As the number of vehicles increases, the amount of data produced by the radar also increases, leading to possible buffer congestion in the inter-process communication sockets. Since the encapsulation and handling of the CPM at the different layers is not a function of the payload size, the delay should be maintained independently of the amount of data produced in the facilities layer. Although some fluctuations in the delay can be observed, these are negligible since its variation in a given dissemination interval, or even between the various dissemination intervals, does not exceed 0.15 ms.

4.2.2. Throughput Impact of CPM Generation Rules

This group of tests evaluates the efficiency of the dynamic generation rules and verifies the amount of data in the form of bytes injected each second in the radio channel by the CPS (throughput). Similarly to the previous set of tests, different conditions (number of vehicles and generation intervals) were tested. However, instead of producing a predefined number of messages for each combination of vehicles and generation intervals, one hour of simulation was ran. At the access layer, the number of bytes sent through ITS-G5 was measured, meaning that these values include the headers added by the intermediate layers. The throughput values were measured in kilobytes per second for all the different combinations of vehicle density (number of cars) and dissemination intervals under two distinct scenarios, i.e., the scenario in which all vehicles are included in every CPM message versus the situation in which the CPM generation rules for including vehicles in the messages are applied. The throughput reduction (%) observed in the latter case against the scenario with no CPM generation rules is presented in Figure 16.
While the throughput difference between rules is practically zero for the 1000 ms dissemination interval (Figure 16) (since in this situation at least rule one is satisfied and thus all vehicles are included in the message independently of their dynamics), the other ones present a smaller number of bytes transmitted for all number of simulated vehicles, reaching a maximum throughput reduction of almost 40% for the 200 ms dissemination interval. The effect of the rules is more evident for this dissemination period because the vehicle dissemination rules are harder to satisfy within a smaller time window, hence more vehicles are excluded from consecutive CPMs.

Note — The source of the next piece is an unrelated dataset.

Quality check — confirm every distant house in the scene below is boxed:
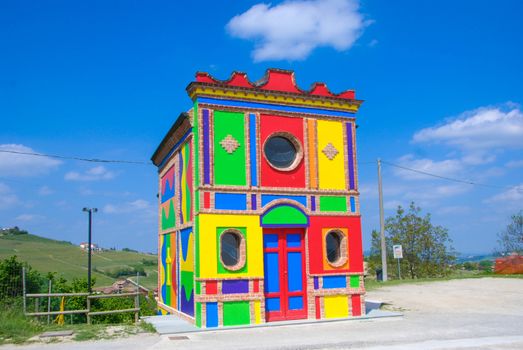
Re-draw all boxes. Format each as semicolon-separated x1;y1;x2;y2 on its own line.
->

4.2.3. End-to-End Delay (ITS-G5)

The last group of tests focused on measuring the mean end-to-end delay between a transmitting ITS-S (in this case, an RSU) and a receiving ITS-S (in this case, an OBU). The same criteria were taken into account (10,000 messages for different number of cars and dissemination intervals) for three different delay measurements: The first one measures the delay between two ITS-Ss platforms using ITS-G5 (Figure 17 and Figure 18), the second one measures the delay when the RSU uses an Ethernet connection to publish the CPMs in the MQTT broker and the OBU uses an LTE connection to subscribe and receive the messages (Figure 19 and Figure 20), and finally, the third scenario measures the delay when both the RSU and the OBU use an LTE connection to access the broker (Figure 21 and Figure 22).
The presence of a higher number of cars and the subsequent larger packets tend to increase the delay in the communication channel. This fact is visible at the 200 ms, 400 ms, and 800 ms intervals, where larger whiskers show that the measured values vary more, or in the 600 ms and 1000 ms intervals, where the average value is higher. Moreover, in general, the outliers (individual points in red) have sporadic values greater than 20 ms, although, a higher concentration of these points is located near the upper and lower values of the whiskers, indicating that the delay does not oscillate so much from the values defined by the box plot.

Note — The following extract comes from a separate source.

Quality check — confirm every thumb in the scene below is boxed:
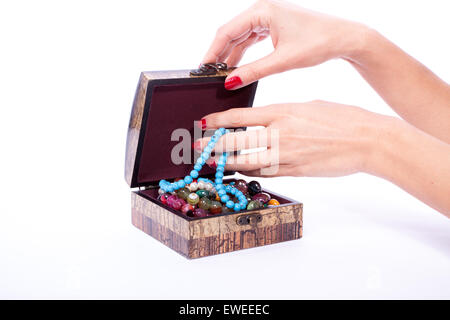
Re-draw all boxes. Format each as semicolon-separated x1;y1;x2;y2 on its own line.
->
225;51;282;90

4.2.4. End-to-End Delay (ETH-LTE)

Comparatively to the ITS-G5 case, the latency values are larger and far more distributed along the vertical axis (the outliers are uniformly placed from the upper whisker up to 200 ms). This difference can be explained by the amount of traffic being exchanged from the laboratory and the Internet and even by the different routes that each packet could take through the Internet from the RSU to the broker and from the broker to the OBU. On the other hand, similarly to ITS-G5, the higher number of vehicles tends to increase the average delay of the packets.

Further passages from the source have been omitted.